Der Ex-Chef der Nationalgarde Yury Allerov, wird gegen Kaution wieder auf freien Fuß kommen. Ihor Moroz, Allerovs Anwalt, erklärte dies, laut Hromadske.

Am Freitag, dem 17. Mai, wurde eine Kaution in Höhe von 182.115 US-Dollar hinterlegt. Allerov wird zur Zeit jedoch weiterhin in Gewahrsam gehalten. Nach Angaben seines Anwalts wurde die Kaution um 18:00 Uhr am Freitag bekannt gegeben.

"Die Kaution wurde aufgegeben, aber er wurde nicht freigelassen, sie tun alles, um ihn nicht freizulassen", erklärte Ihor Moroz.

Ihor Moroz glaubt jedoch, dass Allerov nächste Woche freigelassen werden wird.

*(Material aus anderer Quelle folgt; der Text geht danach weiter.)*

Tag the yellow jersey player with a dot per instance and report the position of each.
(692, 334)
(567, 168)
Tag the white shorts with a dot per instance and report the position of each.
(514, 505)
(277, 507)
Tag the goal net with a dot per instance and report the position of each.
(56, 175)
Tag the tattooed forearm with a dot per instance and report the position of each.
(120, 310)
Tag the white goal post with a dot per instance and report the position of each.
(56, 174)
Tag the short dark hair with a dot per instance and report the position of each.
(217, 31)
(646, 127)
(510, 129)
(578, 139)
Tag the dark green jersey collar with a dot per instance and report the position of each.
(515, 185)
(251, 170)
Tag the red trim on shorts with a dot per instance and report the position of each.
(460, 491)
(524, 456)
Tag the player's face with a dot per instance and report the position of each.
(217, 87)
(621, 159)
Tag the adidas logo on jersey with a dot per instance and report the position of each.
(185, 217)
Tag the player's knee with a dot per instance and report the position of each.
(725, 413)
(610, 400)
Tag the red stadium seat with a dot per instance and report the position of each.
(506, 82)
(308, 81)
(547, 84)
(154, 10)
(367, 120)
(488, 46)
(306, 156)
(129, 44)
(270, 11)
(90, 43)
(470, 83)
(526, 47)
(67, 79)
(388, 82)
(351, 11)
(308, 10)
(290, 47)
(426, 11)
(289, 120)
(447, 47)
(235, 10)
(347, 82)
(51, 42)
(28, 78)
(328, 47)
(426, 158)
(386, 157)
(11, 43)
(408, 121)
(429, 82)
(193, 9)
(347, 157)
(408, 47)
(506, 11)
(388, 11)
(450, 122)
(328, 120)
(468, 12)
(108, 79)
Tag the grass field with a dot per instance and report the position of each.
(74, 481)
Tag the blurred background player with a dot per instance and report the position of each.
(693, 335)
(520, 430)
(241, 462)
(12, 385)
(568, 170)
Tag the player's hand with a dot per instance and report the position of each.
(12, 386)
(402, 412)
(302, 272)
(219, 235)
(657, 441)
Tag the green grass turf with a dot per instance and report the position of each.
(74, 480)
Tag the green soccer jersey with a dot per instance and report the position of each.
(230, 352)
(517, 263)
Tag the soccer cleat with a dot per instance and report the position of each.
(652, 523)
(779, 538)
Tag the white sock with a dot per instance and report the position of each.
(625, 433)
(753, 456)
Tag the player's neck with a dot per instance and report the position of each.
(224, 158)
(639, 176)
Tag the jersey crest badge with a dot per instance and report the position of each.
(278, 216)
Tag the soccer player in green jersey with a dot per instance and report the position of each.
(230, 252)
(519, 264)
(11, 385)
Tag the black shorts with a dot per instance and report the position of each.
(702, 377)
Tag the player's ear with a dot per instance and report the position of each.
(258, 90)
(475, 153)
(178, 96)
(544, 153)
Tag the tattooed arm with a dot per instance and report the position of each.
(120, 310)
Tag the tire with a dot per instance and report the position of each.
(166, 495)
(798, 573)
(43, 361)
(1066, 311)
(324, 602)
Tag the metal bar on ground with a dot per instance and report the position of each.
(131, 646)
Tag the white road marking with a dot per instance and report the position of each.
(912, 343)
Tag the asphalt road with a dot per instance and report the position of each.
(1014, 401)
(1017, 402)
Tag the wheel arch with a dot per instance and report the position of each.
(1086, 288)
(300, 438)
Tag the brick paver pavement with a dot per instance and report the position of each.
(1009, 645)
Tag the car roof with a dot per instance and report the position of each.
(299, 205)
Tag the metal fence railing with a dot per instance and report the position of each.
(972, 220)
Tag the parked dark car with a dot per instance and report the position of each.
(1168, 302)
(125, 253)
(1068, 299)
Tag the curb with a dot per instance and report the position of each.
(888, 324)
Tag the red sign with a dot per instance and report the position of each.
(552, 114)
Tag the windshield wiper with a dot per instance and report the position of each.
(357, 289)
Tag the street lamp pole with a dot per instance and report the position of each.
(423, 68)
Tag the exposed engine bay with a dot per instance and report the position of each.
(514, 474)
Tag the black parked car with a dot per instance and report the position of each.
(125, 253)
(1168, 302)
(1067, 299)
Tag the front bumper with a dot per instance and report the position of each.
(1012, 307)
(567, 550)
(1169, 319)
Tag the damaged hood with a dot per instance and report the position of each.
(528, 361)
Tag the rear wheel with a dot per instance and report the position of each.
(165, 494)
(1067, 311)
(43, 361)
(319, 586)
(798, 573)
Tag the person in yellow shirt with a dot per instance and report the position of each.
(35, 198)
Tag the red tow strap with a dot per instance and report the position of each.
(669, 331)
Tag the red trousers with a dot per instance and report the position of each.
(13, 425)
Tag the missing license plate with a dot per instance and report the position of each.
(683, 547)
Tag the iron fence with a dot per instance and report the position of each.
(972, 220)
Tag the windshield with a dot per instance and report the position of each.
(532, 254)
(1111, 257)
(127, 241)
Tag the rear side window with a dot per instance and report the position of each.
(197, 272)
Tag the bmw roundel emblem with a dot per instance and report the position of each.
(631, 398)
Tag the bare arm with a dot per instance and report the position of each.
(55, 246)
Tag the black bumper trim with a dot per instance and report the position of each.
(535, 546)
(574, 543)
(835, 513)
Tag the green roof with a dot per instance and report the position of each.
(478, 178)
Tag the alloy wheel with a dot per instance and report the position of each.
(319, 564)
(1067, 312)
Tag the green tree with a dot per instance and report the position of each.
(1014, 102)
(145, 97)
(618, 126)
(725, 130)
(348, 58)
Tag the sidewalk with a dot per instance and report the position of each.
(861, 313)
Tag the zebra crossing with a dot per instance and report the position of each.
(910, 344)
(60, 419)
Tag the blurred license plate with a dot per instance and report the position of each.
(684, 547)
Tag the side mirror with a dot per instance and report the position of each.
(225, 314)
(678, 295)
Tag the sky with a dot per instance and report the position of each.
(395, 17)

Zuvor war Yuriy Allerov von den Ermittlern des Nationalen Amtes für Korruptionsbekämpfung festgenommen worden. Ihm wird vorgeworfen, an Unterschlagungen von 5 Mio. US-Dollar während des Baus von Häusern für das ukrainische Militär beteiligt gewesen zu sein. Laut dem Antikorruptionsbüro baute ein Unternehmen ein Wohnungskomplex auf einem ehemaligen Militärgelände im Stadtbezirk Petscherskyj in Kyjiw. Die Nationalgarde sollte in diesem Wohnungskomplex 50 Wohnungen und 30 Parkplätze erhalten. Im Zeitraum von 2016 bis 2017 habe die Nationalgarde diese Wohnungen und Parkplätze gegen 65 Wohnungen nahe der U-Bahnstadtion „Boryspilska“ am Rande Kyjiws getauscht. Einem Gutachten zufolge kosteten die Wohnungen in einem Haus am Stadtrand rund 81 Millionen Hrywnja weniger als im Zentrum Kyjiws, so das Antikorruptionsbüro.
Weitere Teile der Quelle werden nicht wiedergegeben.